SPRiN Regulice 6:0 Korona Mętków
Skład Korony: Synal - Szklarski, Horawa, Szweda, Garlacz, Bogacz, Gregorczyk(56; Likus K.), Meder, Kucia, Cudak(63' Szulc), Likus P.
Skład SPRiN'u: Piwowarczyk - Ciołek, Matusik M.(70' Wójcik), Prasak, Korzuń, Seremak(63' Kulczyk), Lizoń, Zygar(70' Kurzański), Matusik P., Sikora(78' Turek M.), Turek K.
BRAMKI: 3x Wojciech Sikora (47', 65', 80'), 2x Paweł Matusik (13', 44'), Marek Kulczyk 88'
KARTKI: Gregorczyk(żółta), Szklarski(2 żółte=czerwona)

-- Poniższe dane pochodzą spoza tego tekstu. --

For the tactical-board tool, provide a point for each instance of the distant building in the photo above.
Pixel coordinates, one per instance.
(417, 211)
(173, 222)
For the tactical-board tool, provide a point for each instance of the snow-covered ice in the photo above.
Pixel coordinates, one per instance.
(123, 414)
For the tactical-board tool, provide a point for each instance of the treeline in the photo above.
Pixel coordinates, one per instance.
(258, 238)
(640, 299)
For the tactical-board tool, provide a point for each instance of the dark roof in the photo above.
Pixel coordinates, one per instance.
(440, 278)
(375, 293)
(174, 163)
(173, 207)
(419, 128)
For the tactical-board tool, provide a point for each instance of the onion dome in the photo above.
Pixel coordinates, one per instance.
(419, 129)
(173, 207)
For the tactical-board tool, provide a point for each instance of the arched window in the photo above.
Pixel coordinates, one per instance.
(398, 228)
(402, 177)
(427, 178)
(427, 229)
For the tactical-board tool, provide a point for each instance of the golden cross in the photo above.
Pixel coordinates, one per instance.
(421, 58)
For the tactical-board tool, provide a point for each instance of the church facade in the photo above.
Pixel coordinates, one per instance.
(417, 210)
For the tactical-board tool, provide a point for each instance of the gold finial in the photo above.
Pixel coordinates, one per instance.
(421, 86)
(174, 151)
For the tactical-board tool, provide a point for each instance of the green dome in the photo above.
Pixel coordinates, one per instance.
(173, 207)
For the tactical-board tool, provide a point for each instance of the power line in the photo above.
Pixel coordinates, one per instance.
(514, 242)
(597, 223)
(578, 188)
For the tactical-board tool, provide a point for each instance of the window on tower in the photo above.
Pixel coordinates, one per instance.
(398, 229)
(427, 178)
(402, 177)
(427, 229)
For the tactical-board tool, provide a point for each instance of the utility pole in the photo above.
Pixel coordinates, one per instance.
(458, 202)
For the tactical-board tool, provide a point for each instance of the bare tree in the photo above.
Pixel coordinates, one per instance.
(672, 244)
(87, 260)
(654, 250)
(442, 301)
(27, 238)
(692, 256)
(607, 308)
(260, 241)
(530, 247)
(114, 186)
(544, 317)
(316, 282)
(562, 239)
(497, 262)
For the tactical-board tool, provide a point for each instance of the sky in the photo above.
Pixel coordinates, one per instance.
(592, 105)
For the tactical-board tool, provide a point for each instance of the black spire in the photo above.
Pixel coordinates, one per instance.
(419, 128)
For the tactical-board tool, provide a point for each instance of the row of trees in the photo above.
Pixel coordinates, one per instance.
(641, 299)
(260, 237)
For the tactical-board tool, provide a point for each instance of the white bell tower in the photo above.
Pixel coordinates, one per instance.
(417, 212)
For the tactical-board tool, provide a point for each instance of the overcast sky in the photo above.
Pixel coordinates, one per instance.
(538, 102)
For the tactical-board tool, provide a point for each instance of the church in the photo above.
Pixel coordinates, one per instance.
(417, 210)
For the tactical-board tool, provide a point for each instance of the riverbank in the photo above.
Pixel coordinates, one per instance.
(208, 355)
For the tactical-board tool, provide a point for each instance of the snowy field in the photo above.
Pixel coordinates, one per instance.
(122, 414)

W niedzielne popołudnie Korona rozegrała kolejne spotkanie w tym sezonie, które odbyło się w Regulicach na boisku SPRi'N'u. Od pierwszych minut mecz oba zespoły miały swoje sytuacje. Już w 3 minucie swoją szansę miał Ciołek wykonując rzut wolny, ale Gregorczyk wybił piłkę na rożny. Niestety już w 14 minucie Korona przegrywała 1-0 po golu Matusika P. Chwilę później miał szansę Horawa wykonując wolnego, lecz piłka wylądowała w rękach bramkarza. W 34 minucie Likus P. wywalczył sobie akcję, oddał strzał, jednak piłka obiła bramkarza, a w efekcie wylądowała za linią boiska i sędzia podyktował rzut rożny. Chwilę później kolejną akcją popisał się Gregorczyk oddając mocny strzał z dystansu, niestety nad poprzeczką. W 44 minucie swoją szansę miał Bogacz, lecz piłka przeszła obok słupka. Koronie jednak nie udało się zejść na przerwę z wynikiem 1-0. Matusik P. zdobył kolejną bramkę dla swojego zespołu podwyższając wynik na 2-0. Zaraz po rozpoczęciu drugiej połowy Korona ponownie straciła bramkę. Tym razem bramkę w siatce umieścił Sikora. W 58 minucie szansę miał Likus K., który szedł sam po podaniu na bramkę, jednak futbolówka wylądowała w rękach bramkarza. Pięć minut później wynik wynosił już 4-0 po drugiej bramce Sikory. W 70 minucie Koronę osłabił Szklarski dostając drugą żółtą kartkę, w efekcie czerwoną i musiał opuścić boisko. Dało się to we znaki chwilę później, gdy Sikora wyszedł sam na sam z Synalem i zapisał się na listę strzelców z hat-trickiem. Po rozpoczęciu gry od środka Korona chciała przeprowadzić szybką akcję. Likus P. po podaniu od Likusa K. dośrodkował, lecz obrońca wybił piłkę na rożny, który wykonał Likus K. Po nim Garlacz próbował strzału, niestety piłka kolejny raz przeszła obok bramki. W 78 minucie Sikora szedł kolejny raz sam na bramkę, lecz do pomocy przyszedł mu Turek K., który po podaniu od kolegi, wybił piłkę wysoko nad bramkę. W 89 minucie kolejną szansę miał Likus P., jednak futbolówka obiła tylko boczną siatkę bramki. Dla gospodarzy jednak 5-0 było mało i tuż przed gwizdkiem zdobyli bramkę ustalającą wynik na 6-0 a jej wykonawcą był Kulczyk. To nie był ewidentnie dzień Korony. Mimo dużej ilości ładnych akcji, nie udało się zdobyć bramek. Brakowało dokładności i skuteczności. Kolejny mecz Korona rozegra z drużyną z Brodeł. Miejmy nadzieję, że wtedy Korona bardziej się rozegra i będziemy mogli zobaczyć więcej bramek w ich wykonaniu. Wszystkich serdecznie zapraszamy!!!